Get the timing right and the best person in place for the job.
It’s not unusual for a practice to fall behind on reconciling their accounts receivable (A/R), especially when there always seem to be more pressing issues at hand. Yes, the A/R work will always be there when you turn back to it – but don’t let it wait too long.
Here’s why: By the time you get time to address the issue, you could be looking at a mountain of backlogged A/R, and staring at a balance sheet that is askew due to the uncollected money the practice has sitting in limbo.
If you’re behind on your A/R, use this expert advice to catch up, and get the practice’s books back to a state of balance.
Prep Charts Before Seeing Patients
For practices that are behind on A/R, Leah Paraschiv, CMPE, client manager and reimbursement expert at MSOC Health in Chapel Hill, N.C., recommends that you do chart prep a day or two before each patient’s scheduled appointment.
Performing chart prep that early might take some extra planning, but it will give you “adequate time to review past due balances and any insurance denials that require the patient’s assistance to resolve,” Paraschiv says.
Once you have performed the chart prep, the practice must be ready to “collect money or any needed information when the patient presents for check-in,” Paraschiv explains. The best time to reconcile a patient’s A/R is “when the patient is in your practice seeking further treatment; once they make it out your door, they lose all incentive to comply,” she says.

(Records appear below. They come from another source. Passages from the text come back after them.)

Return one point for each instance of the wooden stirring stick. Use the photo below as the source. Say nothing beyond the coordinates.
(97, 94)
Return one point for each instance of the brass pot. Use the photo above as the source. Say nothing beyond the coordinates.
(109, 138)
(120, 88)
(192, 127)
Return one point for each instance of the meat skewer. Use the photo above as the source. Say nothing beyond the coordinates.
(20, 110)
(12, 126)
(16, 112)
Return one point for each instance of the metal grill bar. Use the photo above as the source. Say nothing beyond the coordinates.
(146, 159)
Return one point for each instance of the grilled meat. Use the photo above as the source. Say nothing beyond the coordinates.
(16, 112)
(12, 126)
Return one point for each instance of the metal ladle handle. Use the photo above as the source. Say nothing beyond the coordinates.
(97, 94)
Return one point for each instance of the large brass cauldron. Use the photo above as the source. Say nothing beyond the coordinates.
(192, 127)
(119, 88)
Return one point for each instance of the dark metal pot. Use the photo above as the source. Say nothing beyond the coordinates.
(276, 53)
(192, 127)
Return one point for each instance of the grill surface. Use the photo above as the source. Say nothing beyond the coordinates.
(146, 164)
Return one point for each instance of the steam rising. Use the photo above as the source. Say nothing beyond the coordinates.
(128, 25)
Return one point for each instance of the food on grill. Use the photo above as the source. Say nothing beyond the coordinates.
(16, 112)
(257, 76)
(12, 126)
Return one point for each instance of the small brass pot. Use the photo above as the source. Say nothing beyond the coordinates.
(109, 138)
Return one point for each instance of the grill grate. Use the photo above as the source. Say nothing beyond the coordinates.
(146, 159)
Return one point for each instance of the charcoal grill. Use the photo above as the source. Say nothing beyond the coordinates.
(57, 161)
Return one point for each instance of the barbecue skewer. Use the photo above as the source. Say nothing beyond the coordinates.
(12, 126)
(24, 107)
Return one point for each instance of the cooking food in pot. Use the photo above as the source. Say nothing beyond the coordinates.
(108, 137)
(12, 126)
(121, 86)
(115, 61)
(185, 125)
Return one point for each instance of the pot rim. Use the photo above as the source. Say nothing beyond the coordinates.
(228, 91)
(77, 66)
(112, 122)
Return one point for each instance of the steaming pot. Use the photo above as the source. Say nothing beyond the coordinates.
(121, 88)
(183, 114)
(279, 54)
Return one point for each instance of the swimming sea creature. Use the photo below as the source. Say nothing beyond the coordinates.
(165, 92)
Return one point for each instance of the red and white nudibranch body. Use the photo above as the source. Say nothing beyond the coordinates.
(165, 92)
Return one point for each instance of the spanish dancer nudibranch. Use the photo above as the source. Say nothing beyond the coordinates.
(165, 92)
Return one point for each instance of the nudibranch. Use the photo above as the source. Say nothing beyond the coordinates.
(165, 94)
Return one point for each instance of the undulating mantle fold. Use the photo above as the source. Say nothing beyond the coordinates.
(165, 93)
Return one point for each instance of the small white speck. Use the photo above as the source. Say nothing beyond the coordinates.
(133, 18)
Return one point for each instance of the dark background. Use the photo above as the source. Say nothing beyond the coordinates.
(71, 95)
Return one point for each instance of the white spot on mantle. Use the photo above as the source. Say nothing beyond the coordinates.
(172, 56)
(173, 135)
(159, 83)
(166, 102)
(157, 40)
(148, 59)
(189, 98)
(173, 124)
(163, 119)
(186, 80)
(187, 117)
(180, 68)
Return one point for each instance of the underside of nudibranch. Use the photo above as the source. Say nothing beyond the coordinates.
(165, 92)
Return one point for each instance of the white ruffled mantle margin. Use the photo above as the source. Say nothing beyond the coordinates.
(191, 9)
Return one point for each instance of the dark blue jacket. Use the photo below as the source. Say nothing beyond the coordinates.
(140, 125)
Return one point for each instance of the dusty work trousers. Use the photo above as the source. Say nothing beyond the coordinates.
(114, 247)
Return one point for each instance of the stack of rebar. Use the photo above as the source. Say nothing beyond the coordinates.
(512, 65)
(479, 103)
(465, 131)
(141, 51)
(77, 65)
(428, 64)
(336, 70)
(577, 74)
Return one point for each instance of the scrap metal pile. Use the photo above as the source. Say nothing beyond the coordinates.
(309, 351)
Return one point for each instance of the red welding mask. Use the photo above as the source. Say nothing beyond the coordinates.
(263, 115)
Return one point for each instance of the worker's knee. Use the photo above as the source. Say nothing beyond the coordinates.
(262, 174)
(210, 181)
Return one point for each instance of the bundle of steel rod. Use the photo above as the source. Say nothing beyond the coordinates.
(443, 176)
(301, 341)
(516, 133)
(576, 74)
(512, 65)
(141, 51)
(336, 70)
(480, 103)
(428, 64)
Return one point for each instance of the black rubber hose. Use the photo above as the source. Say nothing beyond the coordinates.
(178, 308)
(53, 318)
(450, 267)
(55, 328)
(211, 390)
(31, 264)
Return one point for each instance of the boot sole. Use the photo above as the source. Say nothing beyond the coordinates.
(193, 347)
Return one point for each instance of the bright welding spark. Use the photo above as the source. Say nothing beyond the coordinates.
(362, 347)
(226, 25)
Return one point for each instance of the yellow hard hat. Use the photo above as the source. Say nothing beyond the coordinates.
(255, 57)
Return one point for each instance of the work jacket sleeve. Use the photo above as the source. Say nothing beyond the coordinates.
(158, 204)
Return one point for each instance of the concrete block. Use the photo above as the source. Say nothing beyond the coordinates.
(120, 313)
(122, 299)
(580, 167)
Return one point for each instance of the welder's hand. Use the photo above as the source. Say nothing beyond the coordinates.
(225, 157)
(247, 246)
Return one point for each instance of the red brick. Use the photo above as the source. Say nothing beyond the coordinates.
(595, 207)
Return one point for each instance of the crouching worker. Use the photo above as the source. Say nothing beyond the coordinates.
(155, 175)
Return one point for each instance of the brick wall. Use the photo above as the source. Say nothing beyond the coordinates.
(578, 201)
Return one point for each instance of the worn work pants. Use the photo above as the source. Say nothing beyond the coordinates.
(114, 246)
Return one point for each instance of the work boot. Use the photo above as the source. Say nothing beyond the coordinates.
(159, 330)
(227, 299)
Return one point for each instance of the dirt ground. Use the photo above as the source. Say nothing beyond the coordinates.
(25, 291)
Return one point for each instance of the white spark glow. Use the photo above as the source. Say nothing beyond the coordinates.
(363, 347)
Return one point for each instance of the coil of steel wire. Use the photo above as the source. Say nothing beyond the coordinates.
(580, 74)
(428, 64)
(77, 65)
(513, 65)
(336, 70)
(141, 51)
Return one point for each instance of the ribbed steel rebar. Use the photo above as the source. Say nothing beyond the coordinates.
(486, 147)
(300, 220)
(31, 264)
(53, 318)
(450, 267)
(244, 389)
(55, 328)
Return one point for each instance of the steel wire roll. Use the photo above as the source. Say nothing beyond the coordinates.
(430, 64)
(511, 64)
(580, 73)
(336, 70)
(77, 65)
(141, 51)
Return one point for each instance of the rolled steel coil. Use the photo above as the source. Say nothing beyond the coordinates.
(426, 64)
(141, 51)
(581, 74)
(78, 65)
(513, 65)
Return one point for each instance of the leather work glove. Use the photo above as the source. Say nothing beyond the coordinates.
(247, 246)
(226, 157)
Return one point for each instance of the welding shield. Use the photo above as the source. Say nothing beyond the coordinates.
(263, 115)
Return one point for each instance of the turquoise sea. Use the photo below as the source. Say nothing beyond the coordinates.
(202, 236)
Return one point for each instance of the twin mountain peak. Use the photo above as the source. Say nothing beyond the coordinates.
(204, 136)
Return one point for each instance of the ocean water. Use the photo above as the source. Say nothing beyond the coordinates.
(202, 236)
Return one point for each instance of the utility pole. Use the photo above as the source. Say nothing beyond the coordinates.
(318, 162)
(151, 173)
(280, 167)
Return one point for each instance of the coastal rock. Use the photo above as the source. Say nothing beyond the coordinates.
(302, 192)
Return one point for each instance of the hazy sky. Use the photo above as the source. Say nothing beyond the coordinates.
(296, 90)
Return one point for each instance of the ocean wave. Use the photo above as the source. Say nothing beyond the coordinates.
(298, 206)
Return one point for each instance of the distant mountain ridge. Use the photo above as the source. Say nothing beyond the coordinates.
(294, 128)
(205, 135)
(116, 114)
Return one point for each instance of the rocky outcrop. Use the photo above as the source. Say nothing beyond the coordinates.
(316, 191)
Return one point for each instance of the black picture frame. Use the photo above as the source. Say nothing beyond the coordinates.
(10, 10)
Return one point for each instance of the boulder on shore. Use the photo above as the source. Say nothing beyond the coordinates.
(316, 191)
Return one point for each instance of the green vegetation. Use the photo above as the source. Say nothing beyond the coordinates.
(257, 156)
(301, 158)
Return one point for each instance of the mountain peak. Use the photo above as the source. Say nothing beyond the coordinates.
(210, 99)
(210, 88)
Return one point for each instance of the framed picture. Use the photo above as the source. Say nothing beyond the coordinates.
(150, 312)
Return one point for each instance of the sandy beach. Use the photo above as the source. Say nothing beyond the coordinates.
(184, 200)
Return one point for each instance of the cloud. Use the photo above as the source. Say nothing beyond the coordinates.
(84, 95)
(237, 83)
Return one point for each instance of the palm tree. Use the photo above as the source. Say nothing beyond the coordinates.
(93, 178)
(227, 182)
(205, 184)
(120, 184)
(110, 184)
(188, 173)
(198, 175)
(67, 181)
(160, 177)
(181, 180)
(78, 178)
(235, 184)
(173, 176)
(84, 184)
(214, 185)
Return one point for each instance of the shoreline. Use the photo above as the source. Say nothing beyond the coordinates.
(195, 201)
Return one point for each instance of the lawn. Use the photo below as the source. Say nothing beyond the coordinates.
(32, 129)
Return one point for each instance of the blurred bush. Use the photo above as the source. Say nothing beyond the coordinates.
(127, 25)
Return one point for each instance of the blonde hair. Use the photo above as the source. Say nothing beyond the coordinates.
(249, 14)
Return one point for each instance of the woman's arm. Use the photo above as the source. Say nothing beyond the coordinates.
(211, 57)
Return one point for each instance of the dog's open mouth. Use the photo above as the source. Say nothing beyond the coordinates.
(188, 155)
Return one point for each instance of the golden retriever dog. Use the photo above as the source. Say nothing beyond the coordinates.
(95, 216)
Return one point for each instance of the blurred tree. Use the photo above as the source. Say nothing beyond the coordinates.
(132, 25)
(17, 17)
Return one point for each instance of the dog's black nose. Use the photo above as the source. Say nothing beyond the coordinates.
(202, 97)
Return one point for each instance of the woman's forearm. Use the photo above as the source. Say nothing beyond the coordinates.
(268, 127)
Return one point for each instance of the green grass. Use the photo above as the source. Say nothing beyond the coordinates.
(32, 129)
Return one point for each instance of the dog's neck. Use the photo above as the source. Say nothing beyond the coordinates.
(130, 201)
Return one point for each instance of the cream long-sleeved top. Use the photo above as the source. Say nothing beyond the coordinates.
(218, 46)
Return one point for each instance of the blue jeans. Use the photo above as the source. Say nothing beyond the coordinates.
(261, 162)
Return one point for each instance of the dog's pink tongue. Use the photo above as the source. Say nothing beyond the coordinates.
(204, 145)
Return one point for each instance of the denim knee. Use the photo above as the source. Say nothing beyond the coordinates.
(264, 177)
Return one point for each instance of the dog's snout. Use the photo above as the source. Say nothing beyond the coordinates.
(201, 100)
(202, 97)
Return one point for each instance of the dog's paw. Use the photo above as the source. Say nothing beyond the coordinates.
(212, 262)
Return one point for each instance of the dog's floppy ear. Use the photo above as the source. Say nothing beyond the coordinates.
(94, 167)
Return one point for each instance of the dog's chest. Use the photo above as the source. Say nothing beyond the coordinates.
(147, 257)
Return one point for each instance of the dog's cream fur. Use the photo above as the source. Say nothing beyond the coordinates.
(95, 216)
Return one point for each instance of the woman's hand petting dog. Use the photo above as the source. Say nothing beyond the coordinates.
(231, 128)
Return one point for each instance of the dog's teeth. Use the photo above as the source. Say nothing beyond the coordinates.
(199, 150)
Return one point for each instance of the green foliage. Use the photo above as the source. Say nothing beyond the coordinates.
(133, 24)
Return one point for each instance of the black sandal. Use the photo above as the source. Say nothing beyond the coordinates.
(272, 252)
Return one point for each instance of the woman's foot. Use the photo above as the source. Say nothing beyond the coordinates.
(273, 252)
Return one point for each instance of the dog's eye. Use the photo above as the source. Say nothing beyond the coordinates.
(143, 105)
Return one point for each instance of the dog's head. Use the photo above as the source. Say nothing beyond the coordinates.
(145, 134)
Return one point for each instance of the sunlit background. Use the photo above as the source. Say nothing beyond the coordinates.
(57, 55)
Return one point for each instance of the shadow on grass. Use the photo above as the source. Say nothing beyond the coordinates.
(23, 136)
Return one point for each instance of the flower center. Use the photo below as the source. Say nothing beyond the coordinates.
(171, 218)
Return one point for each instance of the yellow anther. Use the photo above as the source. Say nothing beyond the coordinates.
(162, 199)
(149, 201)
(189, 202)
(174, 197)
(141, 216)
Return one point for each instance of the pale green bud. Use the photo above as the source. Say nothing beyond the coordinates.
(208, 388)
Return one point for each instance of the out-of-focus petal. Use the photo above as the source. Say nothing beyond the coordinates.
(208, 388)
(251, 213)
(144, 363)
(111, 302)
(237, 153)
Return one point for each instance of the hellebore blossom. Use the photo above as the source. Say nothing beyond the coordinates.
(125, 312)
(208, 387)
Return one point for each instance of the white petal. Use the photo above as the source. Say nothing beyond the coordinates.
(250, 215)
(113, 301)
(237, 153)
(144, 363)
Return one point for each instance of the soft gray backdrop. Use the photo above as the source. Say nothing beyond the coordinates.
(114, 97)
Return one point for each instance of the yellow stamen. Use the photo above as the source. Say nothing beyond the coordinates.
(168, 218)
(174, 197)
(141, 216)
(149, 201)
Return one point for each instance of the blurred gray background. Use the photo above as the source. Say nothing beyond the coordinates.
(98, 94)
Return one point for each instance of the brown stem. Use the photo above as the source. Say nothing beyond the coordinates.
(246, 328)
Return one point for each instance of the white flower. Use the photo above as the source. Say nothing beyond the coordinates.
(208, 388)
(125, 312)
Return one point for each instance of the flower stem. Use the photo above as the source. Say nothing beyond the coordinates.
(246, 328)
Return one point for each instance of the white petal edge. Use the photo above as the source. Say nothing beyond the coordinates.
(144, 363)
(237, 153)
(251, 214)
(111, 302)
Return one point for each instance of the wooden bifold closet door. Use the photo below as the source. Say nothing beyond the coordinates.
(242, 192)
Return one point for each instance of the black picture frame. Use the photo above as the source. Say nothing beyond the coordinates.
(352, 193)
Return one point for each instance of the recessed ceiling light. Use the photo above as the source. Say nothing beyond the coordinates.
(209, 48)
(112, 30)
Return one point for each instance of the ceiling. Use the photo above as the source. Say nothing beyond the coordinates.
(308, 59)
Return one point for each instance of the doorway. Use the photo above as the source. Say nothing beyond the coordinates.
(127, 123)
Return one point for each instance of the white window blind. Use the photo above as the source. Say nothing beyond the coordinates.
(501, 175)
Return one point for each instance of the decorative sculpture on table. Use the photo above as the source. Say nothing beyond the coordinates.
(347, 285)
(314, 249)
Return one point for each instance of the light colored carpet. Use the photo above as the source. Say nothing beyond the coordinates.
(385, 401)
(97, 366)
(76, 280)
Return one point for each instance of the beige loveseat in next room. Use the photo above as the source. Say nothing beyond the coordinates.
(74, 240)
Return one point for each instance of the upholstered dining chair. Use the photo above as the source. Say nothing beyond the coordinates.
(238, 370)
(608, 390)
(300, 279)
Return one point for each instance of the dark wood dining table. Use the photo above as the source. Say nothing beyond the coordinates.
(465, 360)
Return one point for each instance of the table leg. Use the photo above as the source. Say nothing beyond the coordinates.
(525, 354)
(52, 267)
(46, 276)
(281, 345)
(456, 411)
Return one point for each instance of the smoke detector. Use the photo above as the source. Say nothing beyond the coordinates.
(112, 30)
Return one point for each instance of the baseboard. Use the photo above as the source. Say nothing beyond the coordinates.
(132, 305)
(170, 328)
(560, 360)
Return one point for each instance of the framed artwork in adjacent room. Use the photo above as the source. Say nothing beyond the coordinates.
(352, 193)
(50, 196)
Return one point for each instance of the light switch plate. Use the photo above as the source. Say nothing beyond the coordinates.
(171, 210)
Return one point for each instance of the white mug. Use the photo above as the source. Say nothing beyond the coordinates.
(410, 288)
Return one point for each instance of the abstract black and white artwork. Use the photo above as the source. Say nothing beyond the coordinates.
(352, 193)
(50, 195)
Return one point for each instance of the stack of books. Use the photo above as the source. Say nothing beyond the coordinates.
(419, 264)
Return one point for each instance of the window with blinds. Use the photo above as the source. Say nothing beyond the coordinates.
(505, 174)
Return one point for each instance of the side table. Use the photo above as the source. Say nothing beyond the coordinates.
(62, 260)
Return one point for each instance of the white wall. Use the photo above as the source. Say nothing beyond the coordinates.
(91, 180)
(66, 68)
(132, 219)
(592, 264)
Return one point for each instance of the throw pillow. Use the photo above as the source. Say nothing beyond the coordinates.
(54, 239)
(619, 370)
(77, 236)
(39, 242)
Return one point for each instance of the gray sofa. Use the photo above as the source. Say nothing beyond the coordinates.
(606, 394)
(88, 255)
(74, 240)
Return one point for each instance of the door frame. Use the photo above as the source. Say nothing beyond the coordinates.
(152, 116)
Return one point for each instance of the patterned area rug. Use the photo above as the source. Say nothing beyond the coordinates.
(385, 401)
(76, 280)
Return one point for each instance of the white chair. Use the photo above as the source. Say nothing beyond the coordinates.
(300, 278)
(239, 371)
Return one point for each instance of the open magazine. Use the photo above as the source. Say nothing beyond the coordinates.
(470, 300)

As a preemptive strike against long-term A/R headaches, Paraschiv recommends implementing a credit-card-on-file program, “so that any future balances can be collected as soon as you receive the insurance response; this is the best way to ensure that patient A/R does not continue to grow.”
Schedule Times for Regular A/R Review
In addition to getting chart preps done ahead of time, the practice administrator should conduct a semi-annual or annual review of the practice’s A/R, recommends Lauren Ballew, MHA, CMPE, director of operations at MSOC Health in Chapel Hill, N.C.
Ballew concedes this is a tedious task, but you owe it to the practice to make sure your A/R lines up with insurance company totals. During these reviews, however, you might discover A/R anomalies with certain payers, such as:
In order to reach maximum effectiveness, a practice administrator should perform these A/R reviews. You might have other staff work the line items on an A/R report, but after that, you’ll need someone high enough up that they can make policy decisions based on how the A/R issues connect with the rest of the practice’s concerns.
“You need a leader with the ability to implement across-the-board improvements [that] must have an understanding of what’s working and what’s not,” Ballew explains. Once you get that leader’s A/R analysis, you can “strategize to solve the A/R problems once and for all.”